Referenced in: none

Automatically associated channels: Cav1.1 , Slo1

Title: KCa1.1 inhibition attenuates fibroblast-like synoviocyte invasiveness and ameliorates disease in rat models of rheumatoid arthritis.

Authors: Mark R Tanner, Xueyou Hu, Redwan Huq, Rajeev B Tajhya, Liang Sun, Fatima S Khan, Teresina Laragione, Frank T Horrigan, Pércio S Gulko, Christine Beeton

Journal, date & volume: , 2015 Jan , 67, 96-106

PubMed link: http://www.ncbi.nlm.nih.gov/pubmed/25252152

Abstract
Fibroblast-like synoviocytes (FLS) participate in joint inflammation and damage in rheumatoid arthritis (RA) and its animal models.

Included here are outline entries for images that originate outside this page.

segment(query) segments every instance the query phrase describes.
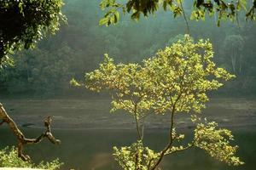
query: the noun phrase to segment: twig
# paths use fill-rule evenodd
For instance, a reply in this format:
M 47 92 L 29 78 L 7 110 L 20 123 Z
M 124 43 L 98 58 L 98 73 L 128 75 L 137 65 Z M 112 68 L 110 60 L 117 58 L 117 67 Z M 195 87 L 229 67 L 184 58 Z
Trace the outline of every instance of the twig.
M 52 119 L 50 116 L 48 116 L 44 120 L 44 127 L 46 130 L 40 136 L 36 139 L 27 139 L 24 136 L 22 132 L 19 129 L 16 123 L 14 120 L 7 114 L 3 105 L 0 103 L 0 119 L 3 119 L 3 122 L 0 123 L 3 124 L 6 122 L 9 128 L 13 131 L 14 134 L 16 136 L 18 140 L 18 156 L 20 157 L 23 161 L 30 160 L 29 156 L 26 156 L 23 153 L 23 148 L 25 144 L 32 144 L 40 143 L 44 138 L 48 139 L 52 144 L 60 144 L 61 140 L 56 139 L 54 135 L 51 133 L 50 124 Z

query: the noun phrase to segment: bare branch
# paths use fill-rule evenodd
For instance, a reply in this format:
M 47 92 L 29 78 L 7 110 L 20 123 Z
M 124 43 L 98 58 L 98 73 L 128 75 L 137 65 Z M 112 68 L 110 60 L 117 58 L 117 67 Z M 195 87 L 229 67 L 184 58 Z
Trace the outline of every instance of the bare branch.
M 28 161 L 30 157 L 23 153 L 23 148 L 25 144 L 32 144 L 40 143 L 44 138 L 48 139 L 52 144 L 60 144 L 61 140 L 56 139 L 54 135 L 51 133 L 50 124 L 52 119 L 50 116 L 48 116 L 44 120 L 44 127 L 46 130 L 41 135 L 36 139 L 26 139 L 22 132 L 19 129 L 16 123 L 14 120 L 7 114 L 3 105 L 0 103 L 0 119 L 3 119 L 3 122 L 0 123 L 3 124 L 6 122 L 9 128 L 13 131 L 14 134 L 16 136 L 18 140 L 18 156 L 20 157 L 23 161 Z

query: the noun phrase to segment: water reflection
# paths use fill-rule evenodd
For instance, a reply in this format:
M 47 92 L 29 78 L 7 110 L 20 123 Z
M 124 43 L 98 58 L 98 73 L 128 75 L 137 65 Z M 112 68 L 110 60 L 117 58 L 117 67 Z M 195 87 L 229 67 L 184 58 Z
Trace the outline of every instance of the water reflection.
M 39 129 L 25 128 L 25 133 L 35 137 Z M 165 170 L 229 170 L 254 169 L 256 159 L 256 127 L 236 128 L 233 130 L 236 144 L 240 145 L 239 156 L 246 164 L 233 167 L 212 160 L 203 150 L 191 149 L 183 153 L 166 157 L 162 167 Z M 188 129 L 187 129 L 188 131 Z M 55 135 L 61 139 L 60 146 L 48 141 L 26 147 L 26 151 L 36 162 L 49 161 L 60 157 L 65 162 L 63 169 L 112 170 L 118 169 L 112 157 L 113 145 L 128 145 L 136 141 L 136 133 L 131 130 L 55 130 Z M 166 142 L 166 130 L 149 130 L 145 133 L 145 144 L 155 150 L 161 149 Z M 15 144 L 15 137 L 6 128 L 0 128 L 0 147 Z

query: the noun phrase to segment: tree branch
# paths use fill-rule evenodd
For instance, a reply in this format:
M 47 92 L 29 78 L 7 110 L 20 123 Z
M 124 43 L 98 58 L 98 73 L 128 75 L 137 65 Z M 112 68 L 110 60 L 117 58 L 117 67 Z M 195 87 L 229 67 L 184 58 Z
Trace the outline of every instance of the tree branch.
M 19 128 L 17 127 L 14 120 L 7 114 L 1 103 L 0 103 L 0 119 L 3 120 L 0 125 L 6 122 L 9 125 L 9 128 L 13 131 L 14 134 L 16 136 L 18 140 L 18 156 L 20 157 L 23 161 L 28 161 L 30 159 L 29 156 L 26 156 L 23 153 L 23 148 L 25 144 L 40 143 L 44 138 L 48 139 L 52 144 L 61 144 L 61 140 L 56 139 L 54 137 L 54 135 L 51 133 L 50 124 L 52 119 L 50 116 L 46 117 L 44 120 L 44 127 L 46 128 L 45 132 L 43 133 L 36 139 L 27 139 L 24 136 L 24 134 L 19 129 Z

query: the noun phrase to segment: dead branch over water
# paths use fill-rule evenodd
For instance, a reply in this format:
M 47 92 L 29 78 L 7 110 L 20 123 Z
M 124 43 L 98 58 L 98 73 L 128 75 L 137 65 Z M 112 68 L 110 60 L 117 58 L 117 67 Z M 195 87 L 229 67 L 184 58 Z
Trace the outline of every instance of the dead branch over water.
M 60 144 L 61 140 L 56 139 L 51 133 L 50 124 L 52 119 L 48 116 L 44 119 L 45 132 L 43 133 L 36 139 L 27 139 L 24 136 L 22 132 L 19 129 L 15 121 L 8 115 L 4 110 L 3 105 L 0 103 L 0 126 L 3 123 L 7 123 L 9 128 L 14 133 L 18 140 L 18 156 L 24 161 L 30 159 L 29 156 L 23 153 L 23 148 L 26 144 L 40 143 L 44 138 L 48 139 L 52 144 Z

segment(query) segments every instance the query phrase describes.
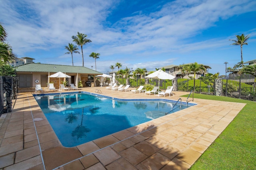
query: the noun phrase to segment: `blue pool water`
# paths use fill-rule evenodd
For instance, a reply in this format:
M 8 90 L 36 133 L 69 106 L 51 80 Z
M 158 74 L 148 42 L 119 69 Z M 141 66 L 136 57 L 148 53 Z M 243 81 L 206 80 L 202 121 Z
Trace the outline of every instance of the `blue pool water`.
M 66 147 L 77 146 L 164 116 L 174 105 L 162 101 L 118 101 L 83 93 L 35 98 Z M 174 111 L 180 110 L 179 105 L 176 105 Z M 187 107 L 183 106 L 182 109 Z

The purpose of this study was to define the importance of KCa1.1 (BK, Maxi-K, Slo1, KCNMA1) channel expression and function in FLS and to establish these channels as potential new targets for RA therapy.We compared KCa1.1 expression levels in FLS from rats with pristane-induced arthritis (PIA) and in FLS from healthy rats. We then used ex vivo functional assays combined with small interfering RNA-induced knockdown, overexpression, and functional modulation of KCa1.1 in PIA FLS. Finally, we determined the effectiveness of modulating KCa1.1 in 2 rat models of RA, moderate PIA and severe collagen-induced arthritis (CIA).We found that PIA FLS expressed the KCa1.1 channel as their major potassium channel, as has been found in FLS from patients with RA. In contrast, FLS from healthy rats expressed fewer of these channels. Inhibiting the function or expression of KCa1.1 ex vivo reduced proliferation and invasive properties of, as well as protease production by, PIA FLS, whereas opening native KCa1.1 or overexpressing the channel enhanced the invasiveness of both FLS from rats with PIA and FLS from healthy rats. Treatment with a KCa1.1 channel blocker at the onset of clinical signs stopped disease progression in the PIA and CIA models, reduced joint and bone damage, and inhibited FLS invasiveness and proliferation.Our results demonstrate a critical role of KCa1.1 channels in the regulation of FLS invasiveness and suggest that KCa1.1 channels represent potential therapeutic targets in RA.